We were bracing for a bad inflation report for May, but the headline and core CPI inflation measures both outdistanced our projections and accelerated sharply from April's pace.
Consumers Have No Place Hide From Rising Prices
Price increases last month were led by energy (+58.4% annualized pace), transportation (+26.8% annualized), and food and beverage categories (+14.5% annualized). Notable price increases were also recorded for housing (+10.7 annualized) and services (+9.4% annualized) There was really no place for consumers' to hide from rising prices last month with most categories of spending rising at a 4.5% annualized pace or better.
In short, there was virtually no good news in today's CPI report, increasing pressure on the Fed and Administration to do much more to change the price trajectory. Today's report prompted another upward revision in our near-term inflation forecasts and will likely push the Fed toward an even more hawkish rate hike path this year. We now expect three 50 basis point rate hikes at the next three FOMC meeting starting next week (June, July, and September). The Fed funds target rate is expected to be between 2.75 and 3.00 by year-end and rise to 3.25-3.50 by mid-2023.
These adjustments to the economic outlook raise the odds of a stagflationary outcome or worse for the U.S. economy over the next six quarters. We put the odds of a U.S. recession about a year from now somewhere in the 40-50 percent range. Not yet our baseline forecast, but getting dangerously close to it.
Consumer inflation is forecast to peak this quarter at 8.3% from a year ago on a seasonally adjusted basis, slowing to only 7.5% by the fourth quarter of this year, before declining more meaningfully in 2023 to around 3.2% by the fourth quarter of next year.
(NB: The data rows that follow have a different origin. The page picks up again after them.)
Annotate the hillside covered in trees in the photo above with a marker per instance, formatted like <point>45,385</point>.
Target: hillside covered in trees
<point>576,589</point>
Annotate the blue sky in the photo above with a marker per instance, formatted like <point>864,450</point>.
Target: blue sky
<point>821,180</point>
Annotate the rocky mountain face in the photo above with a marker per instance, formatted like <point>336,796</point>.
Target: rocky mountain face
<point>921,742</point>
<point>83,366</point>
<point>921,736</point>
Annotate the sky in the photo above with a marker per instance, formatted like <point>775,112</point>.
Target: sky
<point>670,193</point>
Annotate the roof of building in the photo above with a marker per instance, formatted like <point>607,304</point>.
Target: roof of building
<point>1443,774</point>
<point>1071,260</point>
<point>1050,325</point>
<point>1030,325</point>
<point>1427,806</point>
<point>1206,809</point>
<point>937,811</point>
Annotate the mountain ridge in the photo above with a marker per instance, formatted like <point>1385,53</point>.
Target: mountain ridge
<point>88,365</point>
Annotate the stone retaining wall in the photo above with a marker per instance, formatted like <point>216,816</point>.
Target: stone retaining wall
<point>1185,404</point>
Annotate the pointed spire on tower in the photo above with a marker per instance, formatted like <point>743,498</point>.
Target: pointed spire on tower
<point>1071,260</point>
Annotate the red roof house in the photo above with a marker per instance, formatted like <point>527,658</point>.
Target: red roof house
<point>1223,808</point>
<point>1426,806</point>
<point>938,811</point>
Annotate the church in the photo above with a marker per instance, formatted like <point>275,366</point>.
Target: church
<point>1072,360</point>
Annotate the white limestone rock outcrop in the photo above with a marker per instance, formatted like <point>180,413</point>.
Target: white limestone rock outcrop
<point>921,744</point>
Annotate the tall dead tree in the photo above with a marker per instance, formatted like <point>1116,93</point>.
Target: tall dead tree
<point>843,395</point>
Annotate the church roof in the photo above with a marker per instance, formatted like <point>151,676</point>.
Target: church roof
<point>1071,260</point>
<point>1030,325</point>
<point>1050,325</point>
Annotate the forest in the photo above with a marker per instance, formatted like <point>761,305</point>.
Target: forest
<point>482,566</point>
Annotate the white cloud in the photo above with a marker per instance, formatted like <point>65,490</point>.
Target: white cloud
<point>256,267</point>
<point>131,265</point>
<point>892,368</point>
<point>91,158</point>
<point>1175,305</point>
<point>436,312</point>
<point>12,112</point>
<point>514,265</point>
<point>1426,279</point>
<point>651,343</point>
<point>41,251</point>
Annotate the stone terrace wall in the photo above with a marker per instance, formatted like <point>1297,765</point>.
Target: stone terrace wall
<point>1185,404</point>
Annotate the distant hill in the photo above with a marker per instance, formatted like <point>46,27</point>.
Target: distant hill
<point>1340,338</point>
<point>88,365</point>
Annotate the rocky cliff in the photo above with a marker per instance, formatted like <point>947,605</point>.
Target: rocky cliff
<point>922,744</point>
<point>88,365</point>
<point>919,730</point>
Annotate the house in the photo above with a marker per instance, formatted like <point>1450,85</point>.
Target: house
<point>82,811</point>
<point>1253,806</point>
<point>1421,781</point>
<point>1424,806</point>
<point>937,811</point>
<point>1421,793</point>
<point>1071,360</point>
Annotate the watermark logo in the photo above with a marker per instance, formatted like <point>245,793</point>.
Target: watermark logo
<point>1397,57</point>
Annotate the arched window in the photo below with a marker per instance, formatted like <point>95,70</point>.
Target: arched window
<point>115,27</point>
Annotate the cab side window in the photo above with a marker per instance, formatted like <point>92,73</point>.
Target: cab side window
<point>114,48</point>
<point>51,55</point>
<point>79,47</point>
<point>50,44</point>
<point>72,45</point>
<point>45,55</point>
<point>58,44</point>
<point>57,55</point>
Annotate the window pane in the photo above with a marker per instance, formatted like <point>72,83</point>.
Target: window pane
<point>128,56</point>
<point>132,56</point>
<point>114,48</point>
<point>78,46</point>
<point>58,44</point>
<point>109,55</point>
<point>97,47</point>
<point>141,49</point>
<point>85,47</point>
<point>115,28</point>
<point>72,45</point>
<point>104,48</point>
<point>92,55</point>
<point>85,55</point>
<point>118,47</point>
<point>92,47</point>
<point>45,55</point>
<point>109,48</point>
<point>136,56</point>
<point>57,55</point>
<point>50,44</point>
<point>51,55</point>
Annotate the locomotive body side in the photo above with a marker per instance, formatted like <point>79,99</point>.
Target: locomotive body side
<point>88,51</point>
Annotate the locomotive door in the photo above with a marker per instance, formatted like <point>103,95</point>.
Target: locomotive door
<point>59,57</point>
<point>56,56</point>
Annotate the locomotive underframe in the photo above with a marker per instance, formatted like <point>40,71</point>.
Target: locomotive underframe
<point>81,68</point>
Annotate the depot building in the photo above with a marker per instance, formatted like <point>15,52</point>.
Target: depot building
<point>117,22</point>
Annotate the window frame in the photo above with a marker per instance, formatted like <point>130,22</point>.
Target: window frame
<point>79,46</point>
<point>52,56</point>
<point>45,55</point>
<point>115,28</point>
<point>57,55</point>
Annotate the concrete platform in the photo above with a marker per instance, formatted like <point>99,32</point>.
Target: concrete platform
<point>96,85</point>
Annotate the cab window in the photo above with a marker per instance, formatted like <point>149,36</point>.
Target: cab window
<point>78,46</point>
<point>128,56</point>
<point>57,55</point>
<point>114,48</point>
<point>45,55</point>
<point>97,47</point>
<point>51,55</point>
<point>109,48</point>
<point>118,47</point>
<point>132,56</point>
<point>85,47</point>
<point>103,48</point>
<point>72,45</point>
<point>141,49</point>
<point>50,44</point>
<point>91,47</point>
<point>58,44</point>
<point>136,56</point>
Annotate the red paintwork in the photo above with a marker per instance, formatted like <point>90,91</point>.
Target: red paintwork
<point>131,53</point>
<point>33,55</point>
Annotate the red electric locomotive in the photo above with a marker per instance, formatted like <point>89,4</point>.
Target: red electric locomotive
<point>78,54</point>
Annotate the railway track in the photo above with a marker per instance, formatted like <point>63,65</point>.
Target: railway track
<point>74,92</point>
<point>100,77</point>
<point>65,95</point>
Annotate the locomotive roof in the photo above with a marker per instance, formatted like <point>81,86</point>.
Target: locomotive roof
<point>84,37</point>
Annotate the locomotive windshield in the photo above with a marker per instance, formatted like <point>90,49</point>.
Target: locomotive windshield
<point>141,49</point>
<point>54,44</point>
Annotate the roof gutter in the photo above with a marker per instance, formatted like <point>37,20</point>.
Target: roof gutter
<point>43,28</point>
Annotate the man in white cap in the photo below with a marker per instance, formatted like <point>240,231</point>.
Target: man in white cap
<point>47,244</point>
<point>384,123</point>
This historically high level of inflation is likely to be sustained for a while even as consumer spending and GDP growth continue to slow. This is the very definition of stagflation (stagnation with inflation). This is a miserable economic condition that most workers today have never seen before. One has to go back to the oil embargo days of the 1970's to see a similar economic environment.
Stubbornly High And Persistent Inflation Forecast
In fact, stagflation is such a miserable economic condition economists invented the Misery Index to help describe the economic pain that is felt by the average consumer. The Misery Index is just the sum of the inflation rate and unemployment rate. Today this measure is around 12.1%, levels last seen coming out of the Great Recession and the 1990-91 recession.
The plunge in the University of Michigan Consumer Sentiment index to a record low in June is a telling indicator of consumers' sour moods and downbeat expectations for their economic and financial future.
Consumer Sentiment Hits A Record Low in June
We acknowledge that the current high inflation and rising gas prices are the primary driver of the plunge, but if this decline in confidence is sustained it will become a bigger driver of consumer spending behavior. For now, trillions of dollars in excess personal savings and pent-up demand for services like travel and tourism are allowing consumers to close their eyes and keep spending despite rapidly rising food, energy and rent prices. But a day of reckoning may be coming if supply and demand don't rebalance soon and the Fed fails to bring down price inflation to a more sustainable level.